逃避行

 

 

俺は逃げ回っていた。

どうやら俺は相続関係のトラブルに巻き込まれたらしい。

世の中には本人の意思と関係なくその早い死を望む者、遺言状を書き直す間だけでも生き延びさせたい者など、いろいろいるのだ。

依頼人には気の毒なことをしてしまった。

彼は一刻も早くこの苦痛から逃れたいと言っていたのに。

 

しかし何故俺は逃げ回らねばいけないのか。

すねに傷持つ俺が警察に密告するなんてことあるわけないのに、被害妄想に陥った奴らはヒステリックに俺の口を封じようとする。

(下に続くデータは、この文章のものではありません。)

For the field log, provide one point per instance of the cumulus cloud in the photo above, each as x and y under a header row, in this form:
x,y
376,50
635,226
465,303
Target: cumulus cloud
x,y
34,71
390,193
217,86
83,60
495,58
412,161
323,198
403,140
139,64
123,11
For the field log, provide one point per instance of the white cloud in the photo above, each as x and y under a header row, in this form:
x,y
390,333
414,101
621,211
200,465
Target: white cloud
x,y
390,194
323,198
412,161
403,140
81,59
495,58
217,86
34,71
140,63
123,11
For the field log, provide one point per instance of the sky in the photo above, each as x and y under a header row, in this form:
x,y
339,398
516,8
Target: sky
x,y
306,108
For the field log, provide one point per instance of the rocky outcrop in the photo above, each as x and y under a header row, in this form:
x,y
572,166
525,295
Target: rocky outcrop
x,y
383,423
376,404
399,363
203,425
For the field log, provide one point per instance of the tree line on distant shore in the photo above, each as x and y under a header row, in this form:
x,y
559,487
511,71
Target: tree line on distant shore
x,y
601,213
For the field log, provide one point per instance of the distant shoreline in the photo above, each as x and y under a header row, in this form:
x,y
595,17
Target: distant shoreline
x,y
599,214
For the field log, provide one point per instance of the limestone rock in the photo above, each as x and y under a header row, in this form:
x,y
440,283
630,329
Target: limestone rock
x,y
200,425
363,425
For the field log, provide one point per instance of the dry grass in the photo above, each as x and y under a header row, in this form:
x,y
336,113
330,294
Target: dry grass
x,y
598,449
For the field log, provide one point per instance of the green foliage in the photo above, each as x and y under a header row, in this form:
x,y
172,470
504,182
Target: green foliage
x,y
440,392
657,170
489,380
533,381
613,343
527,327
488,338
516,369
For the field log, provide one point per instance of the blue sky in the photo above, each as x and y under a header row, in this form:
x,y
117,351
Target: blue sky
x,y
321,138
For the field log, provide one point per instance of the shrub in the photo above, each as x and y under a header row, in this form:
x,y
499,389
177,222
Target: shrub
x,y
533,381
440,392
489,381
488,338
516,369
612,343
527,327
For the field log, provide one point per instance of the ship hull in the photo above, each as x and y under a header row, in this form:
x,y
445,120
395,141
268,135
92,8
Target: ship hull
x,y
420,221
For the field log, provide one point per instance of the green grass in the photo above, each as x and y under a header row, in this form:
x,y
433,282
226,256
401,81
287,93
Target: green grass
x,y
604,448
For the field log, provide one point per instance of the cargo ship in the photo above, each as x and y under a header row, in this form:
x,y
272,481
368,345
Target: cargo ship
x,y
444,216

きっと又依頼人の様態が変わったり、遺言状のごたごたに進展があれば風向きも変わるのだろうから、ヒートアップした頭が冷えるだけの間、逃げ切れればいいのだが。

 

「いたぞ」

と言う声から逃れる為走り出すが、路地の反対からも男が出てきた。

挟み撃ちか。

先の声に向かって走り、飛び掛ってくる腕を受け流しつつ、足を踏む。

勢いあまって転ぶ脇を抜け、路地の外に出ると、もう2,3人走ってくるところ。

なるべく人の多いほうに逃げたいのに、逃げられるのは意に反して暗く寂れた方だけだ。

参るな、と思いつつもつれそうな足を動かすが、そろそろやばい。

ほら。

 

しばらくは持ちこたえていたが、やはり視界の欠けた左からの攻撃に弱く、不覚を取った。

後ろで両手をぎりぎりと締め上げられながら

「先生、散々手をわずらわせてくれたな。でもここで終わりにしよう」

と言う声を聞く。

鬼ごっこはつかまったらおしまいだ。

ま、俺は逆縁の不幸だけはしようがないし、妹も独立して働いている。

いつかはこういう日が来ると思っていたんだし、と目をつぶった時、唐突に黒い男を思い出した。

 

口論でぎゃんぎゃん言い立てる声はうるさくて癪に障るけれど、プライベートではなぜか馬が合った。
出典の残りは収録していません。